3D modified graphene-carbon fiber hybridized skeleton/PDMS composites with high thermal conductivity

Abstract

High-efficient heat dissipation has already become a key issue challenging the further development of smart and flexible electronic devices. In this work, a three-dimensional (3D) modified graphene-carbon fiber (MGCF) hybridized skeleton/polydimethylsiloxane (PDMS) composite is prepared. The polyimide (PI) fibers are coated by polyamide acid salt (PAAS)-modified graphene oxide (GO), then freeze-drying technique is used to construct a 3D hybridized structure, followed by high-temperature annealing. Finally, PDMS is impregnated into 3D MGCF hybridized skeletons to generate MGCF/PDMS composites. It is found that GO sheets are covalently welded by PAAS into larger-size GO assemblies, which effectively improves the interfacial interactions and synergistic graphitization between PI molecules and GO sheets.
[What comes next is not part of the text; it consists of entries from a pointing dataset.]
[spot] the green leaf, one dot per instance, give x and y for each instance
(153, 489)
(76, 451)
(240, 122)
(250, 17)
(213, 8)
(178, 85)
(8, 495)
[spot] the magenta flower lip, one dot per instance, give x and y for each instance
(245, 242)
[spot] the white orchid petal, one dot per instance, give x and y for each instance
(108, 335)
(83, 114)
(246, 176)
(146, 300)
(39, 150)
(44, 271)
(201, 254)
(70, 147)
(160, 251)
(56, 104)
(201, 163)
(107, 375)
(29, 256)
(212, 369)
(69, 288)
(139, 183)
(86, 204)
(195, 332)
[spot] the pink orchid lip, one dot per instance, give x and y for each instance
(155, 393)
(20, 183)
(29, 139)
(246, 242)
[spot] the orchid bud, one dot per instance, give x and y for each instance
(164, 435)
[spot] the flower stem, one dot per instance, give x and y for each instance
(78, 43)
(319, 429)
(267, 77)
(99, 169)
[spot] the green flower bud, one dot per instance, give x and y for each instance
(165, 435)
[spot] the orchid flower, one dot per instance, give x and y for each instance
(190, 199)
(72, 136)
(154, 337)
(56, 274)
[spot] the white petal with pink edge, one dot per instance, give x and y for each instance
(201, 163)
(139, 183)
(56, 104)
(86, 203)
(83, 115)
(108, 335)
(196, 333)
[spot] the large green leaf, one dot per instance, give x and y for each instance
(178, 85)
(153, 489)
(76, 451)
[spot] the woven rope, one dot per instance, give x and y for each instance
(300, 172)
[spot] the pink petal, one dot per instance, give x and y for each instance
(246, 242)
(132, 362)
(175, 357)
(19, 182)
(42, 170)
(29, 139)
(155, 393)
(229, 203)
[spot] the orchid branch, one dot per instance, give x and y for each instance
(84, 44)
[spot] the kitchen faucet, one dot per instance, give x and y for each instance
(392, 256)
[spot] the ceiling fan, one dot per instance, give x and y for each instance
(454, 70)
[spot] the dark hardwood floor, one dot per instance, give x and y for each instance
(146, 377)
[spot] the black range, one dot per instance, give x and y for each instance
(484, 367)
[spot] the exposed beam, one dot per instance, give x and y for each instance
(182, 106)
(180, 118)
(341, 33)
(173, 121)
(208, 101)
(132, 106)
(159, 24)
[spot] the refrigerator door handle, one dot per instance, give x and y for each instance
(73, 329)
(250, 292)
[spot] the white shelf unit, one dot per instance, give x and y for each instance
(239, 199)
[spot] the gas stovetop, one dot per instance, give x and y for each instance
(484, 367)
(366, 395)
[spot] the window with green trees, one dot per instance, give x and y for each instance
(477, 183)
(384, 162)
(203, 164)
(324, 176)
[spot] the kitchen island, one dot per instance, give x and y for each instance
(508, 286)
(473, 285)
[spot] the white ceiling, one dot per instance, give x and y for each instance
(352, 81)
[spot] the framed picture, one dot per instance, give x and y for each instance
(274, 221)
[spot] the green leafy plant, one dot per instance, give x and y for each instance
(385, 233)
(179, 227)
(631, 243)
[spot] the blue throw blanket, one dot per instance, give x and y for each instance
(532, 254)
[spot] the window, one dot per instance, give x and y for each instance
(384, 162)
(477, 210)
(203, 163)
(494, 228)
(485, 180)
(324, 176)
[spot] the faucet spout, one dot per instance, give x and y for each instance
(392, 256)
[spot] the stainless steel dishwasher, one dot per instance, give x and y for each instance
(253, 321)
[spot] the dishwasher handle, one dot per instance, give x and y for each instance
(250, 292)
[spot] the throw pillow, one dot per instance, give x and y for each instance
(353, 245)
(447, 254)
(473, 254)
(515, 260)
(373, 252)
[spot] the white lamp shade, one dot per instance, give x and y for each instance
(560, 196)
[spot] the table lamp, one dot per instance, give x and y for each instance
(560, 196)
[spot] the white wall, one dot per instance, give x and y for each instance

The larger-size graphene assemblies wind and interconnect on the surface of PI-derived carbon fibers to construct a dual-channel 3D thermally conductive network. Such a special structure provides MGCF/PDMS composite with a high thermal conductivity of 1.569 W m−1 K−1 at 2 wt% loading, which is 636% higher than that of pure PDMS. More importantly, MGCF/PDMS composite still displays good mechanical properties with 94.8% of elongation at break and 9.35 MPa of compressive modulus. The outstanding comprehensive properties provide MGCF/PDMS composites with a promising application prospect in lightweight and flexible thermal interface materials (TIMs).